Israel’s political crisis attacked by Gantz, Rivlin and Hayut

Written by on January 26, 2021

The crisis in Israeli politics was attacked on Tuesday by President Reuven Rivlin, Supreme Court President Esther Hayut and acting Justice Minister Benny Gantz at the largest ever swearing in ceremony of judges in Israel.

Both Rivlin and Hayut attributed the fact that, prior to December of last year, there had been no new appointments of judges for almost two years, to the political situation which precluded the convening of the Judicial Appointments Committee.

As a result, when the committee was finally able to convene, 18 new judges and court registrars were appointed in December, and 54 more on Tuesday.

Rivlin in particular lashed out at the political crisis which has brought about four Knesset elections in two years.  All three speakers emphasized that such a situation is without precedent.

They were also united in condemning political interference in the justice system and attempts by political elements to delegitimize the courts.

Rivlin said that in recent years, blatant criticism of the justice system bordered on illegitimacy, sometimes crossed redlines, and infused tension between the professional echelons  of the civil service and the political administration.

Proclaiming himself as favoring clear borders that define each branch of the state’s institutions from the other, Rivlin warned of the dangers that could erupt when one branch trespasses into the domain of another. The victims of these tensions, he said, are the citizens of Israel.
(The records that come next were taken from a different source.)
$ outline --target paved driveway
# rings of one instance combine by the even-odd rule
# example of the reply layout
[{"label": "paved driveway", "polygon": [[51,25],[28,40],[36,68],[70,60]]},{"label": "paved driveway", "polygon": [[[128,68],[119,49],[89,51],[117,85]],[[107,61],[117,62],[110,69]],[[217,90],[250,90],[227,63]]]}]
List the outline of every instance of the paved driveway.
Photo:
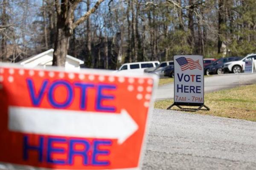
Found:
[{"label": "paved driveway", "polygon": [[154,109],[143,170],[256,170],[256,122]]},{"label": "paved driveway", "polygon": [[[204,78],[204,92],[209,92],[224,88],[256,82],[256,74],[225,74],[212,76]],[[155,96],[157,99],[173,99],[174,96],[173,83],[158,87]]]}]

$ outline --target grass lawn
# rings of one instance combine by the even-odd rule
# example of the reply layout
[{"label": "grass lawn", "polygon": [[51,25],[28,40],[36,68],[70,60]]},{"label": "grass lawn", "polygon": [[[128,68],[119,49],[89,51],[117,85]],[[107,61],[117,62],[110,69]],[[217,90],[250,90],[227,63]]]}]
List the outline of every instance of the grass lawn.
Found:
[{"label": "grass lawn", "polygon": [[174,81],[174,79],[173,78],[160,79],[158,85],[162,85],[166,84],[171,83],[171,82],[173,82]]},{"label": "grass lawn", "polygon": [[[154,107],[166,109],[173,102],[169,99],[157,101]],[[205,94],[204,104],[209,111],[193,113],[256,122],[256,85]],[[179,109],[176,106],[172,109]]]}]

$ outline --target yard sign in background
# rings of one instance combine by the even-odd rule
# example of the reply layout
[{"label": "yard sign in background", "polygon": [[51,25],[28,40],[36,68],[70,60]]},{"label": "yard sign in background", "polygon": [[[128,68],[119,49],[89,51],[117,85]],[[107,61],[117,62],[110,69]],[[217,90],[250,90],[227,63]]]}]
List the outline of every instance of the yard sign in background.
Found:
[{"label": "yard sign in background", "polygon": [[0,65],[0,163],[137,168],[154,77]]},{"label": "yard sign in background", "polygon": [[244,73],[252,73],[253,72],[253,64],[254,62],[254,59],[253,58],[251,60],[245,60],[245,65],[244,66]]},{"label": "yard sign in background", "polygon": [[177,55],[174,57],[175,104],[198,105],[204,104],[203,57]]}]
Without mentioning the name of Prime Minister Benjamin Netanyahu, all three speakers hinted that he was the underlying cause of political, social and economic unrest. Politics must not be allowed to intrude on justice and law enforcement, Rivlin insisted.

In reviewing the damage that has been done to the justice system, the president told the new judges that they must do all in their power to win back public confidence while ensuring that the justice system remains independent.

Hayut spoke of repeated attempts to force the justice system into the political arena and was adamant that there is no room for dragging the justice system into politics. “The role of the judge is to deal with legal issues,” she declared, adding that the court must remain independent of political influence, “even though politicians see this in a different light,” a reference to political criticism from across the board when politicians are dissatisfied with court decisions.

Gantz said that in this time of the pandemic, it is more important than ever for judges to be fair in treating people from all backgrounds equally.  The public also needs an administration that protects civil rights, he said.

This is not just a period of health, economic and social crisis, Gantz said, but one of political crisis such as Israeli has never known before, where the lines between legitimate criticism and lies and incitement become blurred.

The situation is also a threat to democracy, he said, citing a survey taken last week estimating that more than half of Israel’s population believes that democracy is in danger.

He remarked that Israel is one of the few democracies in the world that does not have a constitution but has to rely on Basic Law.

Underscoring the importance of the rule of law in a democracy, Gantz said that he was proud to live in a country in which justice is still meted out in the court and not in the town square.

In attacking the administrative system while simultaneously defending the independence and integrity of the courts, Gantz quoted from the Book of Deuteronomy, the source of the pledge of every judge in Israel.

He laid particular emphasis on the line pertaining to the pursuit of justice, and a line in the preceding verse that states “You shall not take a bribe.”